Detection of Spider Mites on Labrador Beans through Machine Learning Approaches Using Custom Datasets
Violet Liu, Jason Chen, Ans Qureshi, Mahla Nejati
TL;DR
This paper tackles early detection of spider mites on labrador beans by building an RGBN dataset from real greenhouse conditions and evaluating a two-stage pipeline that couples YOLOv8-based leaf segmentation with a sequential CNN classifier. It demonstrates that RGBN input generally improves classification performance and that a two-stage approach effectively handles partially labeled data, outperforming single-stage strategies on occluded datasets.
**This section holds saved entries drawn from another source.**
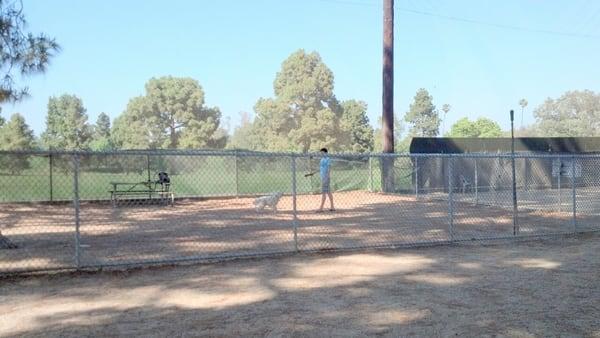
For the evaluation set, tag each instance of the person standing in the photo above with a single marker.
(325, 171)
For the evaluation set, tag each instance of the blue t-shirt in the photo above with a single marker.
(324, 167)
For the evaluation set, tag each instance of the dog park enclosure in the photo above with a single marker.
(56, 207)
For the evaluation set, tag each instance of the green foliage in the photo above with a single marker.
(171, 115)
(21, 53)
(398, 142)
(355, 124)
(243, 136)
(101, 140)
(422, 116)
(575, 113)
(15, 135)
(482, 127)
(66, 124)
(304, 115)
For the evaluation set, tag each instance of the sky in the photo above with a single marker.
(479, 56)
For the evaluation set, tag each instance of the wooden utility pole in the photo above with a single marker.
(388, 95)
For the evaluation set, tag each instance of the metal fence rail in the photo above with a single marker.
(75, 210)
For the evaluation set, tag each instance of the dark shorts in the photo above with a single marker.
(325, 185)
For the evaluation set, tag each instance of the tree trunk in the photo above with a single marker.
(387, 170)
(173, 136)
(5, 243)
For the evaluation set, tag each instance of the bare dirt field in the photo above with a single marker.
(530, 289)
(214, 228)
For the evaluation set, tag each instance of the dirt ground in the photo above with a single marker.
(530, 289)
(215, 228)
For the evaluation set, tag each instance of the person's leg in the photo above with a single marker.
(332, 208)
(322, 201)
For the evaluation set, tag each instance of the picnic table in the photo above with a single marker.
(146, 190)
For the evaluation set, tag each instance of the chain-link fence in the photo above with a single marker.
(73, 210)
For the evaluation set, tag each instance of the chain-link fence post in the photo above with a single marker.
(416, 178)
(294, 203)
(476, 183)
(574, 192)
(370, 173)
(76, 207)
(559, 185)
(450, 198)
(50, 164)
(237, 174)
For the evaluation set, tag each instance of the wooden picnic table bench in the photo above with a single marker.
(147, 190)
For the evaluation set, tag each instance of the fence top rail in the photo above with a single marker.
(245, 153)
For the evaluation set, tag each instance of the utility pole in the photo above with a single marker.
(388, 95)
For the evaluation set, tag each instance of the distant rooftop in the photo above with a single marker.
(459, 145)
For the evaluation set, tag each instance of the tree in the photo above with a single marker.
(445, 108)
(15, 135)
(355, 125)
(21, 52)
(482, 127)
(575, 113)
(399, 143)
(304, 115)
(422, 116)
(101, 140)
(66, 124)
(523, 103)
(171, 115)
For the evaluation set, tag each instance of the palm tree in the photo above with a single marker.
(445, 108)
(523, 103)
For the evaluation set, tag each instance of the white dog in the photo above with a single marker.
(269, 200)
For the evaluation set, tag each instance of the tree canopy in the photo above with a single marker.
(482, 127)
(66, 124)
(422, 116)
(21, 53)
(171, 114)
(575, 113)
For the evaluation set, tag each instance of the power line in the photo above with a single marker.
(497, 25)
(470, 21)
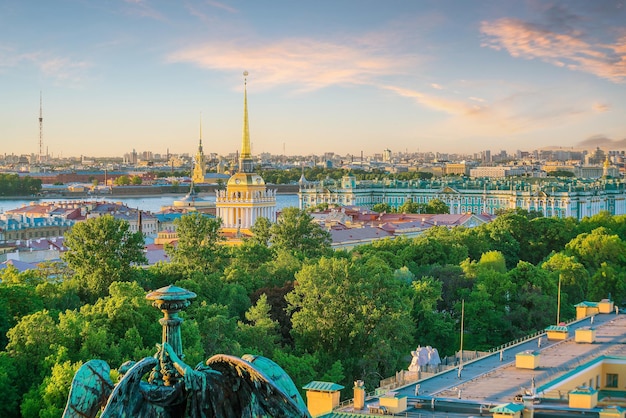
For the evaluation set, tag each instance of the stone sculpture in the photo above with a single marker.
(225, 387)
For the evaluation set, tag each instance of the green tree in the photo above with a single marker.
(353, 311)
(259, 334)
(198, 246)
(261, 231)
(296, 232)
(8, 376)
(31, 341)
(573, 275)
(101, 251)
(432, 327)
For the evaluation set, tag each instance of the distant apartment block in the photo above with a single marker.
(577, 198)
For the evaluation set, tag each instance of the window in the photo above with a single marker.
(611, 380)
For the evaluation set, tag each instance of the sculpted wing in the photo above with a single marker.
(246, 391)
(127, 399)
(90, 389)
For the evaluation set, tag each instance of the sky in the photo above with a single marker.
(342, 76)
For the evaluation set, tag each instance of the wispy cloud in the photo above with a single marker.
(306, 63)
(569, 49)
(53, 67)
(601, 107)
(222, 6)
(142, 8)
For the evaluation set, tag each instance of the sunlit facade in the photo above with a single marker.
(576, 198)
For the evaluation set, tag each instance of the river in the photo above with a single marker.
(147, 203)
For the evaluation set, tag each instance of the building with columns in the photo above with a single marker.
(564, 198)
(246, 197)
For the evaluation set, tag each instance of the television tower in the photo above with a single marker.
(40, 159)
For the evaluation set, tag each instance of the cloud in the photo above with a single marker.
(220, 5)
(306, 63)
(141, 8)
(568, 49)
(51, 66)
(603, 142)
(601, 107)
(450, 106)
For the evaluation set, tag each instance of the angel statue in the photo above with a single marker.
(224, 387)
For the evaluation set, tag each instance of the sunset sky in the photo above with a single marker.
(340, 76)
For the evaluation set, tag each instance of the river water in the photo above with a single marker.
(146, 203)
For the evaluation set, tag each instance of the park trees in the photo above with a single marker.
(353, 310)
(198, 243)
(101, 251)
(295, 231)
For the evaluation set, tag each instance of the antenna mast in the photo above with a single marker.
(40, 159)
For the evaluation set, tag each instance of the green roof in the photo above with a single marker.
(559, 328)
(322, 386)
(584, 390)
(508, 408)
(528, 353)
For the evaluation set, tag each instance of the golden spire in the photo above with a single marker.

Key contributions include novel RGBN data collection, grid-based segmentation to preserve leaf detail, and an analysis of channel fusion strategies and transfer learning, with the sequential CNN achieving $90.62\%$ validation accuracy on RGBN. The findings suggest that incorporating NIR data can enhance early disease detection and that modular, stage-wise processing improves robustness in practical agricultural settings, though larger datasets and more powerful hardware are needed for broader deployment.
Abstract
Amidst growing food production demands, early plant disease detection is essential to safeguard crops; this study proposes a visual machine learning approach for plant disease detection, harnessing RGB and NIR data collected in real-world conditions through a JAI FS-1600D-10GE camera to build an RGBN dataset. A two-stage early plant disease detection model with YOLOv8 and a sequential CNN was used to train on a dataset with partial labels, which showed a 3.6% increase in mAP compared to a single-stage end-to-end segmentation model. The sequential CNN model achieved 90.62% validation accuracy utilising RGBN data. An average of 6.25% validation accuracy increase is found using RGBN in classification compared to RGB using ResNet15 and the sequential CNN models. Further research and dataset improvements are needed to meet food production demands.